I have a Cisco 7505 which is advertising about 50 routes to about 40
peers at mae-west, and a few others. One set of customers has been complaining
that their connectivity is going away right at that router, and then coming
back. Narrowed the set of customers down to a single CIDR block, at
204.147.224.0/20.

So, some of our peers are claiming that the route is flapping... that's
weird, we have them all nailed up to static routes... especially the CIDR
blocks. So I wrote a tool which you can peer a router with, and it watches
the BGP traffic and prints anything it gets, formatted, to standard out.

My Cisco is sending fresh advertisements every 10-30 minutes for that route,
and not for any other of the routes it has, and it appeared to be all the same,
but on careful examination, it appears that each advertisement reflects a
change in the MULTI_EXIT_DISC from 0x00000000 to 0x00000014 and then back
again in the next advertisement.

What the heck am I seeing here? Is someone's flap damping code seeing the
repeated advertisements and suppressing me? Is my Cisco going crazy?

-matthew kaufman
matthew@scruz.net
Re: weird BGP cisco-ism? [ In reply to ]
Original message <199707110721.HAA01250@ice.genuity.net>
From: Danny McPherson <danny@genuity.net>
Date: Jul 11, 0:21
Subject: Re: weird BGP cisco-ism?
>
>
> if the primary route becomes unavailable and routing falls over to the "nailed
> up" route, a bgp update is still sent. (if dampening is enabled) this update
> is recorded by ebgp peers as a "flap". i'd guess from your message below that
> when this occurs your router(s) are also changing the med attached to the
> prefix, which seems normal to me...

WHAT?!?
This is ridiculous. There *must* be a way to have routes truly "nailed up"
such that flaps do not occur. I have static routes in there precisely
because I want to be friendly and reduce the number of routing announcements
which occur when interfaces transition (I have dozens and dozens of
people with class C networks attached via unreliable dialup lines)

> i'd suggest you have a look at the stability of the interface to which the
> primary route is attached (?carrier transitions, interface resets, etc...?).
> you might also consider breaking the primary route (/20) into 2 /21 blocks
> internally and allowing the longer "nailed up" route to be the permanent
> source of the /20 advertisement. for example:

However, in this case, I don't have *anything* as the "primary route".
In fact, the very first /24 of the route is currently unused and goes
nowhere... and the rest of the block goes as /24's, /29's and the like to
various people who connect and disconnect all the time... just like I have
on several other CIDR blocks I've got.

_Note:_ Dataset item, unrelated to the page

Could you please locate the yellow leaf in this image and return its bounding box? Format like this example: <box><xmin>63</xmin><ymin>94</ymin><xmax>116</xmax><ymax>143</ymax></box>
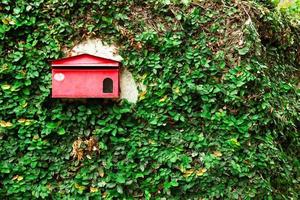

But *this* one, and *only* this one,
insists on sending a readvertisement.

So, to readdress my first paragraph, apparently these static routes as
I have them configured do just the trick, since if they didn't, I'd see
lots of other things flapping on my BGP monitor software I just wrote,
but instead I only see this one. Sounds like a real bug of some sort.

-matthew
Re: weird BGP cisco-ism? [ In reply to ]
> add a default-metric under router bgp.. I think the source of the
> route in the routing table is changing for some reason and the box is
> conveying the metric as MED...
>
> --ravi

Did that. It went from advertising it with an MED of 0 to an MED of 20 and
back, to just readvertising it over and over with the fixed default MED
I'd set (1).

The sad thing is that until flap damping code was added, this sort of
bug was masked... but now I have a few dozen customers totally offline.

-matthew
Re: weird BGP cisco-ism? [ In reply to ]
if the primary route becomes unavailable and routing falls over to the "nailed
up" route, a bgp update is still sent. (if dampening is enabled) this update
is recorded by ebgp peers as a "flap". i'd guess from your message below that
when this occurs your router(s) are also changing the med attached to the
prefix, which seems normal to me...

i'd suggest you have a look at the stability of the interface to which the
primary route is attached (?carrier transitions, interface resets, etc...?).
you might also consider breaking the primary route (/20) into 2 /21 blocks
internally and allowing the longer "nailed up" route to be the permanent
source of the /20 advertisement. for example:

rather than:

ip route 204.147.224.0 255.255.240.0 <interface> !"primary" route
ip route 204.147.224.0 255.255.240.0 null0 254 !"nailed up" route
!
router bgp <as>
network 204.147.224.0 mask 255.255.240

try this:

ip route 204.147.224.0 255.255.248.0 <interface> !"primary" route
ip route 204.147.232.0 255.255.248.0 <interface> !"primary" route
ip route 204.147.224.0 255.255.240.0 null0 <admin. distance> !"nailed up"
route
!
router bgp <as>
network 204.147.224.0 mask 255.255.240

although correcting the stability problem is the correct solution.

-danny


>
> I have a Cisco 7505 which is advertising about 50 routes to about 40
> peers at mae-west, and a few others. One set of customers has been complaining
> that their connectivity is going away right at that router, and then coming
> back. Narrowed the set of customers down to a single CIDR block, at
> 204.147.224.0/20.
>
> So, some of our peers are claiming that the route is flapping... that's
> weird, we have them all nailed up to static routes... especially the CIDR
> blocks. So I wrote a tool which you can peer a router with, and it watches
> the BGP traffic and prints anything it gets, formatted, to standard out.
>
> My Cisco is sending fresh advertisements every 10-30 minutes for that route,
> and not for any other of the routes it has, and it appeared to be all the same,
> but on careful examination, it appears that each advertisement reflects a
> change in the MULTI_EXIT_DISC from 0x00000000 to 0x00000014 and then back
> again in the next advertisement.
>
> What the heck am I seeing here? Is someone's flap damping code seeing the
> repeated advertisements and suppressing me? Is my Cisco going crazy?
>
> -matthew kaufman
> matthew@scruz.net
Re: weird BGP cisco-ism? [ In reply to ]
In cisco.external.nanog you write:


>I have a Cisco 7505 which is advertising about 50 routes to about 40
>peers at mae-west, and a few others. One set of customers has been complaining
>that their connectivity is going away right at that router, and then coming
>back. Narrowed the set of customers down to a single CIDR block, at
>204.147.224.0/20.

>So, some of our peers are claiming that the route is flapping... that's
>weird, we have them all nailed up to static routes... especially the CIDR
>blocks. So I wrote a tool which you can peer a router with, and it watches
>the BGP traffic and prints anything it gets, formatted, to standard out.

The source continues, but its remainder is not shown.